Des services de première ligne négligés en violences faites aux femmes

Dans le cadre des 12 jours d’actions contre les violences faites aux femmes, L’R des centres de femmes du Québec interpelle le gouvernement de monsieur Legault : les centres de femmes effectuent des fonctions de première ligne auprès des femmes victimes de multiples formes de violences, mais n’ont pas le financement adéquat pour le faire, une situation alarmante tant pour les femmes qui ont besoin de ces services, que pour les intervenantes de première ligne, ou que pour les organismes.

Dix ans sans augmentation spécifique

La dernière augmentation du financement de la mission des centres de femmes remonte à 2008. Ce rehaussement avait été accordé précisément sur la base de la reconnaissance du travail de première ligne que les centres réalisent en matière de violences faites aux femmes. Or depuis dix ans, le contexte a changé, portant avec lui une plus grande propension des femmes à dénoncer les violences qu’elles subissent tout en limitant leur accès, d’autre part, à des services sociaux accessibles pour les accueillir.

Ressources sous-financées

Les femmes en situation de crise, celles qui ont des défis de santé mentale, celles qui se demandent si elles vivent de la violence, qui ont besoin d’information, d’accompagnement ou de référence vers des ressources spécialisées, font d’abord appel aux centres de femmes. Les centres ont pour mission de rendre ces services gratuits à la population, mais leur mission comporte également d’autres volets qui, présentement, battent de l’aile tant la demande de première ligne est grande. Les mesures d’austérité et leurs conséquences sur les services sociaux sont directement responsables de ce débordement. L’R des centres de femmes demande au Ministère de la Santé et des Services sociaux de prendre acte de ce constat : les centres de femmes assument un mandat d’une grande importance pour la santé publique et ne sont pas financés suffisamment pour le faire.
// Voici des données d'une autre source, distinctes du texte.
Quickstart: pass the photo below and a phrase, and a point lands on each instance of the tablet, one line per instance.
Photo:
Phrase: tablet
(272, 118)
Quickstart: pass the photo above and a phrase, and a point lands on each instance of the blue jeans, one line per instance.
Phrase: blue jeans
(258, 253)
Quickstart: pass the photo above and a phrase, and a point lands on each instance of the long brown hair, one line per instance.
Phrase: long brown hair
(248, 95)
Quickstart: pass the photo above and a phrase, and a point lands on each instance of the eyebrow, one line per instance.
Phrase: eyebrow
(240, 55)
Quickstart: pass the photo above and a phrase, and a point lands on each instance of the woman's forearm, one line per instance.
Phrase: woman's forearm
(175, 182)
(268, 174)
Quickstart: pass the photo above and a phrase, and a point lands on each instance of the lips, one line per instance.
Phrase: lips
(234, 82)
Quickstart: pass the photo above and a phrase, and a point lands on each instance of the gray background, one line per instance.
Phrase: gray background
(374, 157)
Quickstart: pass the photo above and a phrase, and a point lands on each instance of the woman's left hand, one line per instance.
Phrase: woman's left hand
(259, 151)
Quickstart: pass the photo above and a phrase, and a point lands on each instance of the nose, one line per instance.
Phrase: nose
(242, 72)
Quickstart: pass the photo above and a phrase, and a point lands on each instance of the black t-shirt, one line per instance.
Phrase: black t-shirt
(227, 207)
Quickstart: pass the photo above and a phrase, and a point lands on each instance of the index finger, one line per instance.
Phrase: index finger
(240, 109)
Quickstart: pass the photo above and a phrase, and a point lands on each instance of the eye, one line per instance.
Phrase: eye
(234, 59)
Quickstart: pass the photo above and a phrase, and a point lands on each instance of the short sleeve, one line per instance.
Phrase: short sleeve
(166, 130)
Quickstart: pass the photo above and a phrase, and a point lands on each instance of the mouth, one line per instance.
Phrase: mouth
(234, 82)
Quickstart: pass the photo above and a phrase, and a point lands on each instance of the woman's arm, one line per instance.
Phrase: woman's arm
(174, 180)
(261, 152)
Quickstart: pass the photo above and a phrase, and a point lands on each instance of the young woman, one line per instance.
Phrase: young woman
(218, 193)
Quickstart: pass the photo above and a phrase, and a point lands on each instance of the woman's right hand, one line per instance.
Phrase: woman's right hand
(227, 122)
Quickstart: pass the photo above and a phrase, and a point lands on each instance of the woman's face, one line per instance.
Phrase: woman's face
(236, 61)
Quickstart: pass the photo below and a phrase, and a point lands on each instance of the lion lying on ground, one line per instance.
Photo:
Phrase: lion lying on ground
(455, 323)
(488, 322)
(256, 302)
Porte d’entrée des femmes victimes de violences multiples

Les femmes vivant des situations complexes liées à différentes difficultés, souvent simultanées (pauvreté, violence physique, problème de santé mentale, itinérance, etc.), sont référées par le CLSC ou par le service téléphonique d’infosanté ou d’infosocial, directement aux centres de femmes. De plus, sachant qu’environ 70% des femmes victimes de violence conjugale ne vont pas en maison d’hébergement, que les services externes qu’elles offrent s’adressent principalement aux ex-hébergées et que les maisons ont des listes d’attente importantes pour ces services, les centres de femmes sont donc des ressources indispensables. En effet, les centres les accueillent une à une, les écoutent et les accompagnent vers la sécurité, que ce soit en les référant à des ressources spécialisées ou en les soutenant dans la création d’un scénario de protection. Elles font ce travail avec les victimes de violence conjugale, mais aussi avec les victimes d’agression sexuelle.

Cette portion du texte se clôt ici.